The Working Weekender: Make extra cash with a side gig
Need some extra cash, but available part-time jobs won’t fit your schedule or your style? Start your own weekend business and discover just how much your free time is worth. I’ll help you with some ideas and planning. You provide the weekends and a little ingenuity.
The first step in coming up with a weekend business idea is identifying your areas of expertise. What do you already know how to do? What you’re good at doesn’t need to be complicated. For example, I know how to use a lawn mower, so I mow lawns on the weekends.
Start with equipment and resources you already have. If you don’t spend much money to start your business, you start making a profit sooner. For example, if you’re a good basketball player and have access to a gym, consider offering a service helping younger players improve their technique. If you do need start-up money, find out before hand if you’ll be able to make up whatever you invest. Talk to potential customers to see if anyone is interested. If you get five or six potential customers, it might be worth it to spend money on start-up supplies. If you only end up with one or two potential customers, it might be better to try something else.

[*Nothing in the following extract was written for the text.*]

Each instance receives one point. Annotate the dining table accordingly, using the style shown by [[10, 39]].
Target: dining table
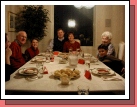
[[46, 83]]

Make a list of everything you know how to do, from sports to music to computers, and what resources you can count on using. Then think about what people need in your neighborhood. How will your business help potential customers? Lots of people don’t have time to wash their cars, do yard work, walk pets or clean out their garages. Providing a service that saves them time and money is a sure way to make a profit.
Look around your town to see what others are charging for similar services. If you are starting a mobile car wash, look up the local drive-through car wash rates. If the prices range from $7 to $10, charge $6. Now advertise that your services save money and offer the extra convenience of coming directly to them. As the value of your services increases (maybe you add window treatments and vacuuming), so can your price.
Post flyers or shoot out an email to friends and acquaintances. Be sure to give your business a name and keep it professional. Ask family and friends if they know anyone who could be a potential customer. Consider offering your services for free for a short time to let customers see how useful you are. Free dog walking anyone?
Make sure your business will fit your schedule. It’s easy to forget about the little things that add time. Make a schedule to keep everything on track, and to make sure that you don’t overbook yourself. Try out that calendar function on your cell phone or Google Calendar online for free.
For example, when I started mowing, I had one day available on the weekend and very little time during the week. I asked my neighbor if she would like to have her lawn mowed, and we agreed on every other week. At that point there weren’t a lot of little things to eat up time, but when I added more customers, I needed to keep track of which days I mowed. I needed time for maintenance on the lawn mower. I also had to allow time for traveling to each different location, time for cleaning up and some time for customer relations — be friendly and they might refer you to a friend.
No matter where you live or what your skills are, there’s a weekend business idea out there to cash in on.